Como un sonámbulo obedecí la orden de aquel ser, tomando entre mis manos la de Ayesha y la de Leo. Según las tuve conmigo —y digo verdad—, me pareció como si un fuego extraño circulase por mis venas, de él a ella…

Con aquel fuego vinieron también extrañas visiones y acordes de músicas gloriosas de amor y vida…

Junté sus manos, no sé cómo las uní, pronunciando unas palabras extrañas. Después, lentamente, fui retrocediendo hasta tocar con la pared…

Esto fue lo que vi:

Con un abandono y una pasión tan intensa y espléndida que parecía algo más que humana, con un salvaje grito de ¡Esposo!, Ayesha se arrojó en los brazos de Leo de tal forros, que sus cabezas al juntarse parecían haberse fundido en una misma al encenderse en un ardiente beso de amor.

Cuando se separaron un poco pude ver que la gentil diadema que adornaba la frente de Ayesha se deslizaba de su frente a través de sus ropas por todo su cuerpo. Con una sonrisa feliz se separó de Leo, diciéndole:

—Así, Leo Vincey, así por segunda vez me doy a ti en esta carne y en esta alma. Todo te lo doy, todo es tuyo, lo mismo allá en las cavernas de Kôr que en el Palacio de Kaloon. Has de saberlo, Leo, venga lo que venga y suceda lo que suceda, no me separaré nunca de ti.

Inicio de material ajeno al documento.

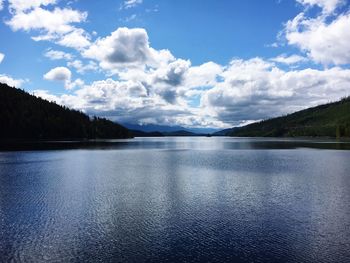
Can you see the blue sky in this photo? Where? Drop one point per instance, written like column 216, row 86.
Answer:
column 192, row 63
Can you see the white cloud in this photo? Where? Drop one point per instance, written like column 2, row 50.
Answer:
column 63, row 75
column 289, row 60
column 57, row 55
column 256, row 89
column 77, row 39
column 1, row 57
column 126, row 48
column 11, row 81
column 81, row 67
column 23, row 5
column 131, row 3
column 60, row 74
column 57, row 21
column 328, row 6
column 325, row 38
column 52, row 25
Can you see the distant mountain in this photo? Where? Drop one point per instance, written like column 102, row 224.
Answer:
column 24, row 116
column 181, row 133
column 163, row 128
column 224, row 132
column 137, row 133
column 329, row 120
column 152, row 127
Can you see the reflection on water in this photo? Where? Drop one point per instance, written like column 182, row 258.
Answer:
column 178, row 199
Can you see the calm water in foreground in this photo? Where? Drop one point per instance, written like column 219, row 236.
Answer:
column 178, row 199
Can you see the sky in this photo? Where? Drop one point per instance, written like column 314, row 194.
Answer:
column 197, row 64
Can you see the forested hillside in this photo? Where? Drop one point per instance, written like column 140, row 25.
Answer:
column 329, row 120
column 24, row 116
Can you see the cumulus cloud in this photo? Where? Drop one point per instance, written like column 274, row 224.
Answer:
column 23, row 5
column 82, row 68
column 64, row 75
column 11, row 81
column 77, row 39
column 327, row 6
column 131, row 3
column 1, row 57
column 289, row 60
column 57, row 55
column 257, row 89
column 55, row 25
column 325, row 37
column 126, row 47
column 326, row 43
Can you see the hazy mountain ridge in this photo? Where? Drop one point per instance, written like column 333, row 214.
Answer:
column 328, row 120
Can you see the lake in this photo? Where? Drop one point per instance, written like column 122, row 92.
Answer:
column 177, row 199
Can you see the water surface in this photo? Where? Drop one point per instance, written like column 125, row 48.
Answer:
column 177, row 199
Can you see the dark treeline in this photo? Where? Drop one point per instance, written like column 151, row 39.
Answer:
column 24, row 116
column 328, row 120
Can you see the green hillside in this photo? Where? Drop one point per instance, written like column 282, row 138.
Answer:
column 329, row 120
column 24, row 116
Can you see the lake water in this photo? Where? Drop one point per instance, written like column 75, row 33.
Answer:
column 177, row 199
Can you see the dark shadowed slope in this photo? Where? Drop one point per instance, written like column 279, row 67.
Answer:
column 330, row 120
column 24, row 116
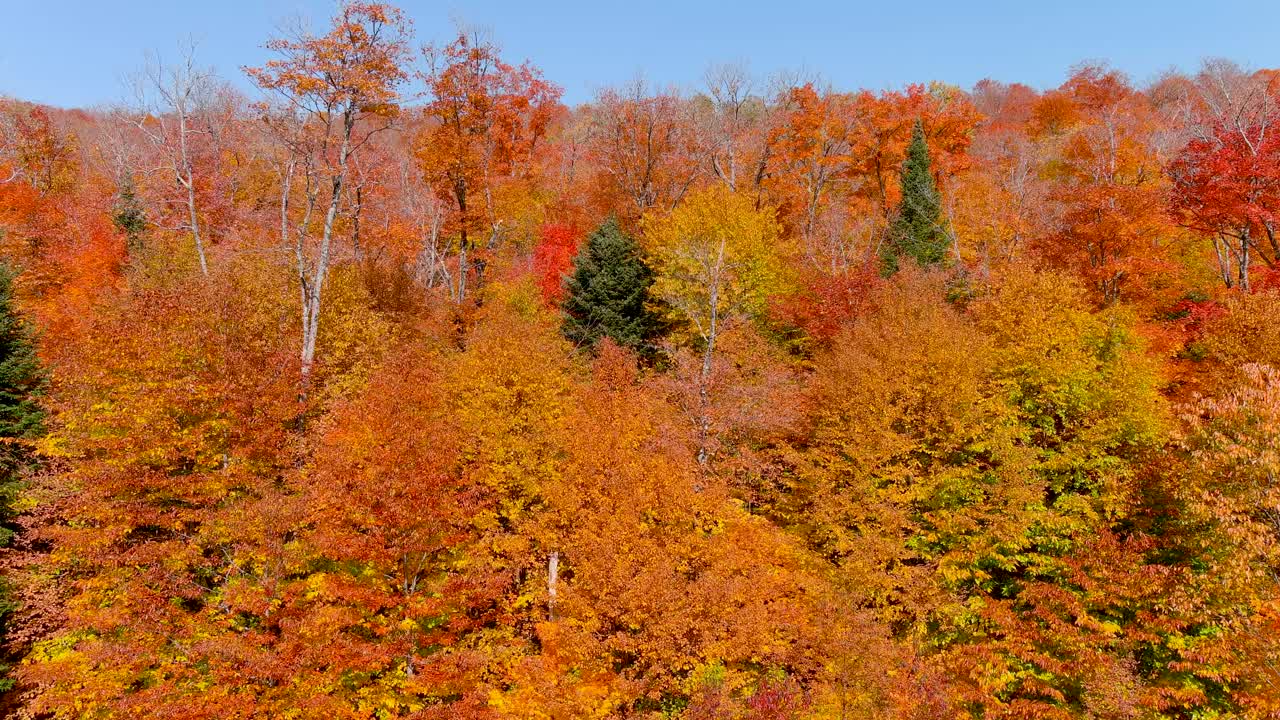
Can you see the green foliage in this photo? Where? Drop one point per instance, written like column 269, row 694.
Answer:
column 608, row 291
column 918, row 231
column 21, row 418
column 128, row 214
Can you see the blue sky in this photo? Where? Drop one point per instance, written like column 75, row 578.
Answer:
column 73, row 53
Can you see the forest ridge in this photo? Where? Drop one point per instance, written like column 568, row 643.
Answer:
column 402, row 390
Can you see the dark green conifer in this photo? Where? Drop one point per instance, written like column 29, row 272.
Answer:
column 919, row 231
column 608, row 291
column 21, row 419
column 128, row 214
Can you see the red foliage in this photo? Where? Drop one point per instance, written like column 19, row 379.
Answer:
column 553, row 258
column 826, row 302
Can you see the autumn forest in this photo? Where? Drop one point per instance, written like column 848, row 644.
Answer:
column 401, row 388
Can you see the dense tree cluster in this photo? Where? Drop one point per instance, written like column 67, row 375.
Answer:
column 357, row 402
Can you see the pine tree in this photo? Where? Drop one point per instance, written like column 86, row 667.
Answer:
column 128, row 214
column 21, row 419
column 918, row 231
column 608, row 291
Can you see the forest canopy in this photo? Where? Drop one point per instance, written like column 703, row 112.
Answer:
column 401, row 388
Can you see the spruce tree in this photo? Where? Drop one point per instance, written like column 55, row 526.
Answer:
column 21, row 419
column 608, row 291
column 918, row 231
column 128, row 214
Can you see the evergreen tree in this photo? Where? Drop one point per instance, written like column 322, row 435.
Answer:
column 21, row 419
column 128, row 214
column 918, row 231
column 608, row 291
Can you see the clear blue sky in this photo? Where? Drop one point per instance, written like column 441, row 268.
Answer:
column 73, row 53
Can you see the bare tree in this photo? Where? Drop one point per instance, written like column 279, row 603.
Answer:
column 336, row 91
column 174, row 109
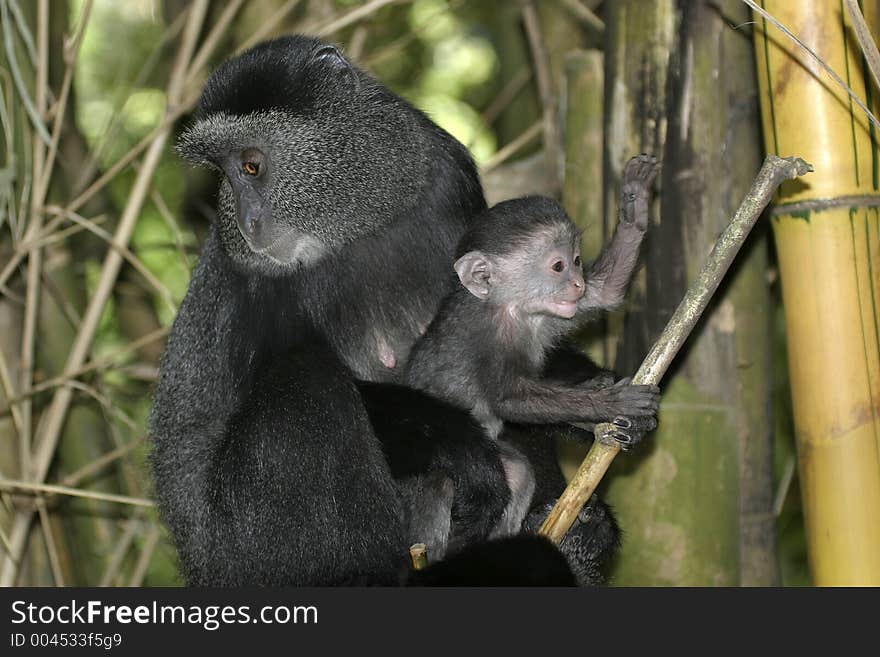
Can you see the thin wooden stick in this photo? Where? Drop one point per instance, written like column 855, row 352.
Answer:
column 57, row 411
column 834, row 76
column 418, row 552
column 541, row 62
column 353, row 16
column 15, row 485
column 140, row 570
column 51, row 547
column 863, row 34
column 774, row 171
column 510, row 149
column 106, row 362
column 120, row 550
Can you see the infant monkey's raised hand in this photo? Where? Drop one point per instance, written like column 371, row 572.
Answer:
column 524, row 287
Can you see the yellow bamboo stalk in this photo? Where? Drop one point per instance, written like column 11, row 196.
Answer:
column 827, row 234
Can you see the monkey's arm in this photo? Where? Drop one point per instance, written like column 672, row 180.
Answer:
column 608, row 277
column 545, row 402
column 567, row 364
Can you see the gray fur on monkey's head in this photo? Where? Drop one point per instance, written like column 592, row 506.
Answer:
column 314, row 152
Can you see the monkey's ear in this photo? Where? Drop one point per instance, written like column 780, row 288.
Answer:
column 474, row 270
column 331, row 55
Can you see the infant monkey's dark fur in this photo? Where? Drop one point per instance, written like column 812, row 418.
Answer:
column 523, row 289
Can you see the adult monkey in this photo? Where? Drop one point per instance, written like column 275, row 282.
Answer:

Mientras tú vivas, yo viviré cuando tú mueras, yo moriré; te seguiré a través de todos los mundos y de todos los firmamentos y no podrán cerrar el paso a nuestro amor todas las puertas de los cielos y de los infiernos. Cuando tú duermas, contigo dormiré yo, y será mi voz la que sientas murmurar en tus sueños de vida o de muerte, y será mi voz la que te despertará en la última hora a la naciente aurora, cuando se descorran para siempre las alas que nos llenan de sombras en esta vida de miserias. Escucha ahora atento mi canción, pues en sus melodías conocerás al fin la verdad que todavía no podía revelarte. Conocerás quién soy yo y quién y qué eres tú. Conocerás los altos destinos a que nuestro amor está reservado, y conocerás los motivos del odio de esta mujer y todo lo que te he enseñado ya por medio de visiones y de parábolas. Escucha, amor mío, la Canción del Destino.

Cesó de hablar y miró hacia el cielo como aguardando que de él llegase la divina inspiración y nunca, nunca, ni aun en los fuegos de Kôr, Ayesha pareció tan divina y hermosa como en estos momentos en que apuraba la dulce copa del amor.

Mis ojos iban de ella a Leo, que de pie, pálido, todavía, e inmóvil como la pétrea figura de Simbrí, o como el frío cuerpo de la Khania que con sus ojos muy abiertos parecía interrogar mudamente al cielo. ¿Qué pasaba por su cerebro? No lo sé. Parecía absorto, mudo, hipnotizado por la radiante belleza que ante él estaba, en una silenciosa adoración de todo su ser.

Ayesha comienza, a cantar con dulce y perfecta voz llena de suaves notas que parecían punzar mi corazón deteniendo mi aliento:

No existía el mundo, no existía el mundo, Las almas de los hombres dormían, Todo era silencio en el espacio, Pero tú y yo …

De pronto se detuvo y su cara se cubrió de una máscara de horror.

¡Oh! Leo miraba con vista extraviada las paredes y como un borracho, dando traspiés, con los brazos extendidos en un frenético deseo de estrecharla entre sus brazos, cayó de espaldas contra el suelo, quedando tendido en él.

¡Oh, qué espantoso grito dio Ayesha! ¡Seguramente hubiera sido capaz de conmover los fríos cuerpos de los guerreros del llano! Después, silencio.

Llegué hasta él; tronchado por el beso de Ayesha, muerto por el fuego de su amor, yacía el cuerpo de Leo, ¡muerto!, ¡muerto sobre el frío pecho de Atene!